Wer wissen will, wie groß Kryptowährungen sind, muss auf den Fußball kucken. 24 Klubs in fünf europäischen Ligen geben Fan Tokens heraus, eigene Kryptowährungen, die frei gehandelt werden. Damit lässt sich, wie mit anderen Fanartikeln, prima Geschäft machen. Nach Schätzungen im Auftrag des Senders BBC brachte der Handel mit den Tokens bislang mehr als 300 Millionen Euro ein. Ein Bombengeschäft für Klubs und Handelsplätze. So bombig, dass Fanverbände inzwischen vor Abzocke warnen.

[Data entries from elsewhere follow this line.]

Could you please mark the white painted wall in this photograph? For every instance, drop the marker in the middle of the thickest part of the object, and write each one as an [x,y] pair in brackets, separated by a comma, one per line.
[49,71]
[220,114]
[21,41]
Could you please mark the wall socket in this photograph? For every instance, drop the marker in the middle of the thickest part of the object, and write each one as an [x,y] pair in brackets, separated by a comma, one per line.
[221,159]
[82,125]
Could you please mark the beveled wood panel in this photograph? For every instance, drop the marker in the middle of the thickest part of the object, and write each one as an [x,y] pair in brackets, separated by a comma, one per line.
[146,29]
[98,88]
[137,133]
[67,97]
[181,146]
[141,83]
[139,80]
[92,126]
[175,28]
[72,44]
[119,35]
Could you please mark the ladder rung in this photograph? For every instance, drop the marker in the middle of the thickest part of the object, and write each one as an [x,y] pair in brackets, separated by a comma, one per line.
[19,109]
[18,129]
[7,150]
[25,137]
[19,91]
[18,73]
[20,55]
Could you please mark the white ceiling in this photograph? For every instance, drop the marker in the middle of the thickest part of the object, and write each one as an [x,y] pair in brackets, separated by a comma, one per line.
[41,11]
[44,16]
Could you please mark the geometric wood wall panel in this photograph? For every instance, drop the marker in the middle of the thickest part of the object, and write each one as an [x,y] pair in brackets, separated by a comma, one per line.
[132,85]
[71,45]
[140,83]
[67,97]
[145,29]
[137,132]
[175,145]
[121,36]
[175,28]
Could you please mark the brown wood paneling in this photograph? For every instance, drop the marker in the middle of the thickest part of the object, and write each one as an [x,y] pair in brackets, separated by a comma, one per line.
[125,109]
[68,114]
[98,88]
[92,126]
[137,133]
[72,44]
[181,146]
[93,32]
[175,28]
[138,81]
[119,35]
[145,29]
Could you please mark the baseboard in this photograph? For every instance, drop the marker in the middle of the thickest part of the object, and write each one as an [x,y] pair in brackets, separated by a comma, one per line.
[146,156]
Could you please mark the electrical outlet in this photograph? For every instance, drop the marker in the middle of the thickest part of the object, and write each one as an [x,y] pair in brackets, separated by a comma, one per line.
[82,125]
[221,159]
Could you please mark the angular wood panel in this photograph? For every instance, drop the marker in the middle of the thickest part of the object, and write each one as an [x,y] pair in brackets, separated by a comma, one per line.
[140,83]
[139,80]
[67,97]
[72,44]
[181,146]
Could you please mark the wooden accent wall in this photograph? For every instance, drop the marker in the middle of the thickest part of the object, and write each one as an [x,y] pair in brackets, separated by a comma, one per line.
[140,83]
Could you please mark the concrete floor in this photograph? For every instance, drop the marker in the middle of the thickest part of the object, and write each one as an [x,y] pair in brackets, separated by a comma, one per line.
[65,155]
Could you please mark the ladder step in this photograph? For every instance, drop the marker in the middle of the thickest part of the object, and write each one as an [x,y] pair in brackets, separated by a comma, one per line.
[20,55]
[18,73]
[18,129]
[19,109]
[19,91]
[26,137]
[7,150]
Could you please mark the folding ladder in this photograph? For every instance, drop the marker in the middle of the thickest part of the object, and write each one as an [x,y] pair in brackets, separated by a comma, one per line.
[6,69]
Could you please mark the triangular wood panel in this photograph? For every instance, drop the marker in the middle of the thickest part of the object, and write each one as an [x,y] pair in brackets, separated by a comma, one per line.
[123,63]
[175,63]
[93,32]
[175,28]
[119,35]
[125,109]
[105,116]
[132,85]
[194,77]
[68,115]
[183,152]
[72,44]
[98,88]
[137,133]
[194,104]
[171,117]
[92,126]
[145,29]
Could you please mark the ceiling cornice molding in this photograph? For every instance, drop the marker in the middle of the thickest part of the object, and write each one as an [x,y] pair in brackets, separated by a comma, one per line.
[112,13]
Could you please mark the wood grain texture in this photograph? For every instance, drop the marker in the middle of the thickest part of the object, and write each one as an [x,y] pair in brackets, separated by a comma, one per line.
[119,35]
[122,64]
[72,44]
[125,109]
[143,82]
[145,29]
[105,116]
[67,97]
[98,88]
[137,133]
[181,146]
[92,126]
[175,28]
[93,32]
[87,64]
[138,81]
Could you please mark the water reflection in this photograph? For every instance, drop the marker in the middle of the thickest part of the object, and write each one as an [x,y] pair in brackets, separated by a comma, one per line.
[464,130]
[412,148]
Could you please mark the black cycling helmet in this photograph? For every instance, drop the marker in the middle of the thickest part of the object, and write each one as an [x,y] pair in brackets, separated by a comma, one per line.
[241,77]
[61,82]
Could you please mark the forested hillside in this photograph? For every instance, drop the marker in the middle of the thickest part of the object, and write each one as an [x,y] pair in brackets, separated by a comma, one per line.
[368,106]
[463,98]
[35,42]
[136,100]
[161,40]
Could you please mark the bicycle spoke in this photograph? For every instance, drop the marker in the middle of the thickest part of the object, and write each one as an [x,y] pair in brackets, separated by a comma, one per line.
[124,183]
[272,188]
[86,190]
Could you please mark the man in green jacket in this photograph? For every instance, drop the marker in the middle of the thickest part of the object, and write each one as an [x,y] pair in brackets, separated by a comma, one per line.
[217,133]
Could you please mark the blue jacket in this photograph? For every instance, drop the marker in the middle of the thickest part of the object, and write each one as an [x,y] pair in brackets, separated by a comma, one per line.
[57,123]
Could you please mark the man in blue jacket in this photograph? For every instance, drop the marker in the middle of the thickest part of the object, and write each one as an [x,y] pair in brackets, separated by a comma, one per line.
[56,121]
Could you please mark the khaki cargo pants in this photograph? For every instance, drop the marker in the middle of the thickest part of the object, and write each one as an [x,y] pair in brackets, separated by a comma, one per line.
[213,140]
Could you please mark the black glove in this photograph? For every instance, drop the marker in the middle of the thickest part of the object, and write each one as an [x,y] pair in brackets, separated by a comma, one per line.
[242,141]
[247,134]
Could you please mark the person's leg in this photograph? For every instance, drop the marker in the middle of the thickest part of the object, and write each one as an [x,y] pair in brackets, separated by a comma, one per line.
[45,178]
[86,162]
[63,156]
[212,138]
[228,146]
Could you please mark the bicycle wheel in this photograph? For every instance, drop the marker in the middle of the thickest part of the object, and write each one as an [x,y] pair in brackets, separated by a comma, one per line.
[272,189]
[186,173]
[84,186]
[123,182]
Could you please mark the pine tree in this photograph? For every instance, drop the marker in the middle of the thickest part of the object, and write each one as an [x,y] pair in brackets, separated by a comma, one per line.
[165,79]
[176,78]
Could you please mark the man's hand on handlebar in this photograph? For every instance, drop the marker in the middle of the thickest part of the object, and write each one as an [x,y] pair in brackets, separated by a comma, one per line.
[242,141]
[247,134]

Nicht nur vor Fan Tokens wird gewarnt. Auch große Kryptowährungen wie Bitcoin und Ethereum gelten als riskant. Extreme Kurssprünge machten Bitcoin 2021 zu einem aufregenden, aber für Handelnde gefährlichen Geschäft. Trotzdem, Kryptowährungen werden immer mehr Mainstream. Im Vorjahr handelten Kryptobörsen Coins im Wert von 14 Billiarden US-Dollar – mehr als die Haushaltsausgaben aller EU-Länder zusammen. Die Wirtschaftspresse jubelt.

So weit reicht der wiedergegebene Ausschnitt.